Women in management in New Zealand: a study of biographical data, managerial style and sex role self-concept
Permanent link to Research Commons versionhttps://hdl.handle.net/10289/15197
In New Zealand, women form three point nine percent (3.9%) of the managerial population. In considering this overall lack of women in management and accepting that both males and females possess equal potential for developing management expertise, the three areas selected for investigation in this study of one hundred and thirty female managers are biographical information, managerial style and sex role self concept. The biographical information was directed at eliciting life history items pertaining to those areas of development and experience likely to provide predictors of managerial effectiveness. The critical factor is the development of an internalized locus of control, in that the girl who perceives herself as controlling and mastering her adolescent environment is likely to become the woman who succeeds in management.
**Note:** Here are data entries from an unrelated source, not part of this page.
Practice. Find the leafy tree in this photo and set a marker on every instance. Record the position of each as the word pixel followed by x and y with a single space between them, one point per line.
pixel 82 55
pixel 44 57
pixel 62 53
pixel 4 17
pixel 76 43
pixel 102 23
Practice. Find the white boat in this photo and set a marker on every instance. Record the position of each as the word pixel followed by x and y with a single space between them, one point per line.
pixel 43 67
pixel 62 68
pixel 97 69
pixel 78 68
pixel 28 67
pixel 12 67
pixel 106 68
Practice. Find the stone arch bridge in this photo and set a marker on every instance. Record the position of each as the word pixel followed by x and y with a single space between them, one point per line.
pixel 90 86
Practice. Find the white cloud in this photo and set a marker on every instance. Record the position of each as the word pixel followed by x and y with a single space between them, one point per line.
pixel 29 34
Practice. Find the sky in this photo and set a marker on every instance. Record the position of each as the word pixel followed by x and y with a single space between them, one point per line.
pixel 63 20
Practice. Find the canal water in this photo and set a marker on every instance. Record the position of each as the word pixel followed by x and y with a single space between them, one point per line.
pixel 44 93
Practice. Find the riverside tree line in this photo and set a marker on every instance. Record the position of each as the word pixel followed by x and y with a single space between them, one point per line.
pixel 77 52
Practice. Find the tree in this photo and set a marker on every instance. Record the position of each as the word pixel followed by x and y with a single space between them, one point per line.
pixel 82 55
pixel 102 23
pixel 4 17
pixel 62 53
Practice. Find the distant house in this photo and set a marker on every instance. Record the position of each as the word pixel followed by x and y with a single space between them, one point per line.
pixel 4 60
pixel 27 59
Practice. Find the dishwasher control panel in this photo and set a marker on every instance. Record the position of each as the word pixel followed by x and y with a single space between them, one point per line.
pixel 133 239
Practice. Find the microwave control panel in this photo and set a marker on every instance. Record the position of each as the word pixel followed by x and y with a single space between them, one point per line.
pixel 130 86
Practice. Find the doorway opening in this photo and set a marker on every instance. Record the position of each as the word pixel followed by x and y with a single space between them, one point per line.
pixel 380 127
Across all occupational and managerial function groupings and when managing a female staff, a high relationship - low task managerial style was used by the majority of the women managers, but those women managing men used a high relationship - high task style. This style shift indicated female managers capability of synthesizing managerial style with subordinates expectations. The majority of the women managers in this sample presented an androgynous self-concept, implying a high degree of acceptance of both male and female qualities. While these women accepted their femininity, they also endorsed the assertive action oriented cluster of characteristics stereotypically attributed to males.